Par Isa Tousignant
Dans le livre d’histoires qu’est l’œuvre d’Alejandro Cartagena, Carpoolers est le chapitre situé entre Suburbia Mexicana et What We Fight For. L’artiste, qui vit et travaille à Monterrey au Mexique, mais qui est originaire de la République dominicaine, œuvre depuis dix ans à investiguer et mettre en images l’étalement urbain ainsi que son impact en produisant des photographies alliant une beauté sensuelle et soignée à un profond intérêt pour l’humain. Carpoolers dévoile un aspect de la vie quotidienne invisible pour la plupart des gens : les allers et retours d’une armée de cols bleus entre la banlieue ouvrière où ils vivent et la banlieue fortunée où ils travaillent. Photographiant ses sujets à la volée depuis une passerelle qui surplombe l’autoroute, Cartagena a utilisé pour la première fois depuis longtemps un appareil numérique. Il préfère habituellement employer des appareils photo grand format pour les paysages et les portraits, mais ce projet requérait une stratégie différente.
Pouvez-vous d’abord décrire concrètement votre processus de prise de vues pour Carpoolers ?
Les photographies ont été réalisées depuis une passerelle pour piétons qui enjambe l’autoroute 85, juste au-dessus d’un endroit où on peut voir les véhicules sortir d’un tunnel.

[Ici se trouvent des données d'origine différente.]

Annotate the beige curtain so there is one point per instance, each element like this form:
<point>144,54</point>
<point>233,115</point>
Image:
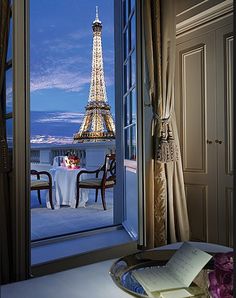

Mon raisonnement était le suivant: si j’apercevais un groupe d’hommes à l’avant d’une camionnette, il était probable qu’il y en aurait d’autres à l’arrière. C’est une autoroute à trois voies et j’étais posté au-dessus de la voie du centre, ce qui me donnait juste assez de temps pour aller me placer au bon endroit et tenter de les photographier au passage.
Vous étiez donc posté d’un côté de la passerelle pour repérer les véhicules se dirigeant dans votre direction, et vous couriez ensuite de l’autre côté pour pointer votre appareil vers la route au-dessous ?
Exactement. Et j’attendais que la camionnette apparaisse dans l’objectif. J’avais décidé de jouer à un jeu : je voulais accomplir le travail moi-même plutôt que de le déléguer à l’appareil. Au lieu d’utiliser la fonction de déclenchement en rafale disponible sur les appareils professionnels, où il suffit d’appuyer sur le bouton pour obtenir cinq ou six images par seconde, je prenais la photo manuellement, en déclenchant une fois ou deux. Si j’avais mon image, tant mieux, sinon, tant pis. Et bien sûr mon taux de réussite n’était que d’environ 30 %, car ces camionnettes peuvent rouler aussi bien à 60 qu’à 100 km/h. Je réalise la plupart de mes projets avec une chambre photographique montée sur trépied, qui fixe à la surface d’un plan-film une seule image. Je reste pendant une éternité sous un voile noir à examiner la lumière, à ajuster la mise au point, à choisir le cadrage – c’est un processus vraiment laborieux. Ici aussi, je voulais avoir le sentiment de vraiment prendre une décision.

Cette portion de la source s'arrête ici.